Getting started in a new hobby is always a little intimidating. There's always a lot to learn, and there's no guarantee you'll find it enjoyable to immerse yourself in a new pastime. Time and money are always considerations that can't be avoided.
Collecting sports cards is no exception. The industry went through a tremendous period of transformation in the late 1990s and early 2000s, and every new year seems to bring more changes. For longtime collectors who have been along for the entire ride, it's easy to forget that our favorite hobby can seem a little complicated, maybe even scary, to beginners.
The truth is that while there are a lot of layers of complexity to the world of sports cards, collecting them can be as simple as you want it to be. And there are equally simple reasons that make collecting such a compelling way for many people to spend their free time. Here, in no particular order, are five of them.
If you're thinking about starting a sports card collection for the first time, you just might find one of these is intriguing enough to give it a shot.
Becoming a Bigger Fan
Chances are, if you're considering collecting sports cards, you're already a fan of the sports depicted on them. Even if you think you're already the biggest sports fan you know, it's possible a card collection could bump up your passion even more.
In a similar way to fantasy sports, collecting cards can increase your interest in teams and players you never had a reason to care about in the past. Even in the age of instant information, sports cards are also a terrific tool for keeping track of the comings and goings of players and finding out more about the next generation of future stars, especially since rookies are such a big part of the hobby.
Can't imagine yourself sitting through an entire day of the NFL Draft? Become a collector, and you'll find yourself connected to that and many other events in the sporting world in ways you never dreamed possible.
Getting a Piece of the Action
Speaking of connections, nothing seals one between a fan and a player better than getting an autograph or acquiring a game-used item. A few decades ago, you would have had to spend a lot of time hanging out outside ballparks and hotels to get that signature, and a large amount of money to buy the jersey off your hero's back.

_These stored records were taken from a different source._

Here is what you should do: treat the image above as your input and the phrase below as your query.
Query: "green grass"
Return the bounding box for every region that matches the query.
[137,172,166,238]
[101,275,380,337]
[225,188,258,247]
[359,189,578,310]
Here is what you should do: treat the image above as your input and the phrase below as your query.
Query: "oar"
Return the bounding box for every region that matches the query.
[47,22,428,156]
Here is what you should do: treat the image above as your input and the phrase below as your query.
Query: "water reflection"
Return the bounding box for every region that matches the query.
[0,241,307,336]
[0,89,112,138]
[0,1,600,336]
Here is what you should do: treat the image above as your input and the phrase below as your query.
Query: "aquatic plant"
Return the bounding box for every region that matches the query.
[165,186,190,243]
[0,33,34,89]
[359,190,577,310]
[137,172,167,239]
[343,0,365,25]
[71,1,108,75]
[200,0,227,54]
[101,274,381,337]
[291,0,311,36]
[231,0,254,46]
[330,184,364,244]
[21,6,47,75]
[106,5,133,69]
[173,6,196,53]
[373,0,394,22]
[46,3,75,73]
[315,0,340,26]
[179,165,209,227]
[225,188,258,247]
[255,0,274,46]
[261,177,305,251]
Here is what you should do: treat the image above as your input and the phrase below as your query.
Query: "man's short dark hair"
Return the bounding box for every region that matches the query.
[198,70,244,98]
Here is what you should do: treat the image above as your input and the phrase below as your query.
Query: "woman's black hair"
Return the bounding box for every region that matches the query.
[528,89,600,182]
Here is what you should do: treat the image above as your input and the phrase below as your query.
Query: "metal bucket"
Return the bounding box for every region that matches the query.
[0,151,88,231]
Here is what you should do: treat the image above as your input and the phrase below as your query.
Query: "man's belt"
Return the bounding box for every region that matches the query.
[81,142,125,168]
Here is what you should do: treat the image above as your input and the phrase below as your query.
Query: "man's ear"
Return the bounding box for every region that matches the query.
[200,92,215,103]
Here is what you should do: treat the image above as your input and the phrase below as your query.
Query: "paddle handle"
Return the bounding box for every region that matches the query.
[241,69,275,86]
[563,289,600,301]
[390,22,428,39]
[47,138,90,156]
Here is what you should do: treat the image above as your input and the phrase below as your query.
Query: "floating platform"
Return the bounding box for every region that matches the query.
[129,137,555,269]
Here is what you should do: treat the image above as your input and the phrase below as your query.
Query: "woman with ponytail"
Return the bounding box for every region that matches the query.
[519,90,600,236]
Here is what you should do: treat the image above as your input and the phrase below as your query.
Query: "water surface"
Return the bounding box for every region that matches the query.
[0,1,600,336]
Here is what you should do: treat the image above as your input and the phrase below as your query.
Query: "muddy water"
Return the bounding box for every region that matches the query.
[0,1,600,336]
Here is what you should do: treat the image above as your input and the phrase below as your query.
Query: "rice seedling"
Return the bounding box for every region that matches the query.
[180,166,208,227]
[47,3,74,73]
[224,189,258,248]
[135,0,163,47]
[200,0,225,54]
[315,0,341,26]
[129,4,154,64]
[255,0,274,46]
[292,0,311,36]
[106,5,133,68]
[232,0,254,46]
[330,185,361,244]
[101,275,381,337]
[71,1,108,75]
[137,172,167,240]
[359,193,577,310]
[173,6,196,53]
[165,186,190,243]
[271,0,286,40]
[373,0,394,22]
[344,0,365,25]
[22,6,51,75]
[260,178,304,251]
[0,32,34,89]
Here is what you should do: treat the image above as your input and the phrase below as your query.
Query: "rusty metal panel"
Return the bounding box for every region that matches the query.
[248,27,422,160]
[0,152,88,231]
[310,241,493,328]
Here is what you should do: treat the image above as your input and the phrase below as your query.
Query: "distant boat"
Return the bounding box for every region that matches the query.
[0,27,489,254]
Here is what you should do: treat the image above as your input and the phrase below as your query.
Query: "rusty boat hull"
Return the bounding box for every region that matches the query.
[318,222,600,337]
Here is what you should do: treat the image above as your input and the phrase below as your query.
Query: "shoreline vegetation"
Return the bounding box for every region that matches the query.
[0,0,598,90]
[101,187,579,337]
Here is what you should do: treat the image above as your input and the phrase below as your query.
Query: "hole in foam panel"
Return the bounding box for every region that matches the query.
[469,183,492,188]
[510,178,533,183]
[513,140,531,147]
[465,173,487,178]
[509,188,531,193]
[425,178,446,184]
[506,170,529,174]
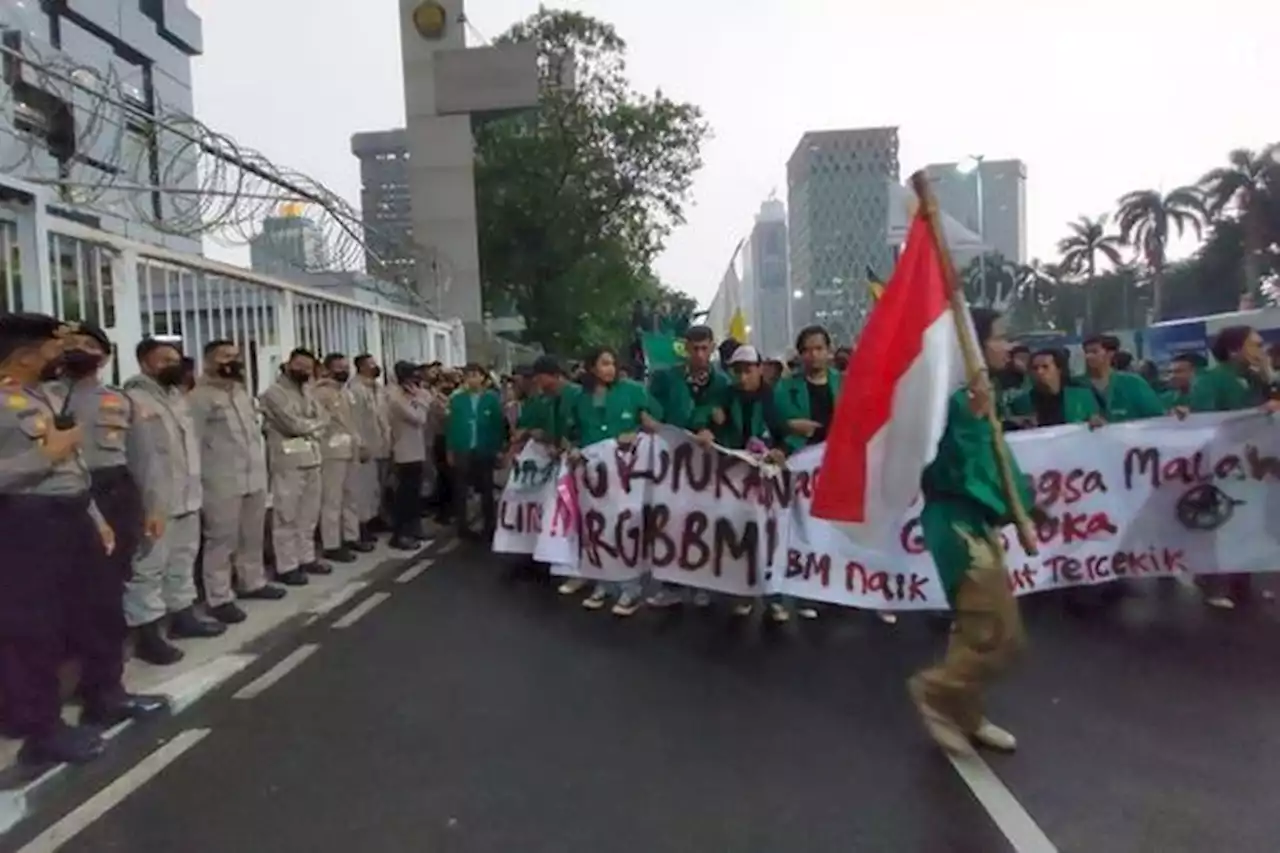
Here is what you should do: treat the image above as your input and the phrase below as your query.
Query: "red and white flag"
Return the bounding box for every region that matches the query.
[813,213,972,546]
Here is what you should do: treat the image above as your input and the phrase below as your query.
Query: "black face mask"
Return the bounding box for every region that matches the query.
[61,350,102,379]
[218,361,244,379]
[156,364,184,388]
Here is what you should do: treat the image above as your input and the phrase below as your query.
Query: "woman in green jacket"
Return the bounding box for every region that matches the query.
[561,347,660,616]
[909,303,1032,753]
[1190,325,1280,610]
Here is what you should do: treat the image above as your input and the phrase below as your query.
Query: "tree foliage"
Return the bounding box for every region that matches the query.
[475,9,709,353]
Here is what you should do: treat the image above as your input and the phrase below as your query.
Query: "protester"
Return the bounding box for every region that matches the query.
[909,303,1033,753]
[1190,325,1280,610]
[260,348,333,578]
[1084,334,1166,424]
[561,347,660,616]
[445,364,507,540]
[0,314,166,765]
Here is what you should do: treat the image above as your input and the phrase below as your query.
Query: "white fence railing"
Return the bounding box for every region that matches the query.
[0,175,466,392]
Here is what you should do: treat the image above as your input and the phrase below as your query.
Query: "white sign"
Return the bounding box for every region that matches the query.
[494,412,1280,610]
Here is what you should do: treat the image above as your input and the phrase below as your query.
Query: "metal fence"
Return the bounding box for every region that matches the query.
[0,177,466,392]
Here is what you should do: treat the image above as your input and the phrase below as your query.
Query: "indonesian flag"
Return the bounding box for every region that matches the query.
[813,213,972,546]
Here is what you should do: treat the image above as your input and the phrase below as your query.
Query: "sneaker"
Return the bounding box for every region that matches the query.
[973,720,1018,752]
[645,587,685,610]
[612,593,640,616]
[906,675,974,756]
[556,578,586,596]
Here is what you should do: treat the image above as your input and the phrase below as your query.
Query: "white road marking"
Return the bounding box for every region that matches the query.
[333,593,392,629]
[396,560,435,584]
[307,580,369,622]
[155,654,257,713]
[232,643,320,699]
[947,754,1057,853]
[18,729,210,853]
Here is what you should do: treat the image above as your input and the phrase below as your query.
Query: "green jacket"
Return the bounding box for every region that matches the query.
[1009,386,1102,424]
[568,379,655,447]
[516,382,582,444]
[773,368,841,453]
[444,391,507,456]
[1076,370,1169,424]
[1190,364,1268,411]
[713,388,786,450]
[649,365,731,433]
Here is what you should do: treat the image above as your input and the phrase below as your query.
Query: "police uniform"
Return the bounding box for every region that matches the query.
[0,350,164,762]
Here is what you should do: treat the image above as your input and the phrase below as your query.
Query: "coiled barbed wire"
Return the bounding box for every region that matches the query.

The modern sports card industry has solved both of those problems for fans. Authentic autographs and pieces of game-worn uniforms are as close as the local card store and a prominent part of almost every product. With card companies continuing to find innovative ways to bring fans closer to the sports they love, this looks like part of the industry that's here to stay.
The days of overproduction are history, and people on both sides of the sports card business understand the law of supply and demand a lot better. That means that some cards are truly collectible, making it a real likelihood that some of the cards in your collection will increase in value over time.
Of course, the sports card market is volatile, and timing is everything when you're thinking about selling. Turning a profit is difficult even for the most dedicated investors and probably shouldn't be your primary reason for collecting. But if you're going to spend your heard-earned money on a hobby, it's nice to know you might see some of that money coming back again someday.
Christmas All Year Long
Some collectors simply buy the individual cards they want, and the proliferation of internet sales and trading has made that segment of the hobby a sizable one. For others, nothing beats the anticipation of opening a pack or box of sports cards and discovering what's waiting on the inside.
Think of it as a safer, more affordable (unless you're opening some of the hobby's more expensive products) to get the same thrill some people get by gambling and you've just about got it. Whether it's beating the odds for that rare card of your favorite player or finding the last two base cards you need to finish off a set, tearing into unopened packs of cards is a simple joy in and of itself.
A Social Activity
It's certainly possible to collect sports cards with little or no human contact, but most people end up interacting with their fellow men and women along the way. Hanging out at the local shop to open your packs, hitting the forums to share your opinions or finding a trading partner to get that autograph you've had your eye on - they're all ways to socialize.
Intentionally or not, sports card collectors form their own community. Like any good hobby, it's likely that if you get involved, you'll end up finding something even more valuable than any collectible: some new friends.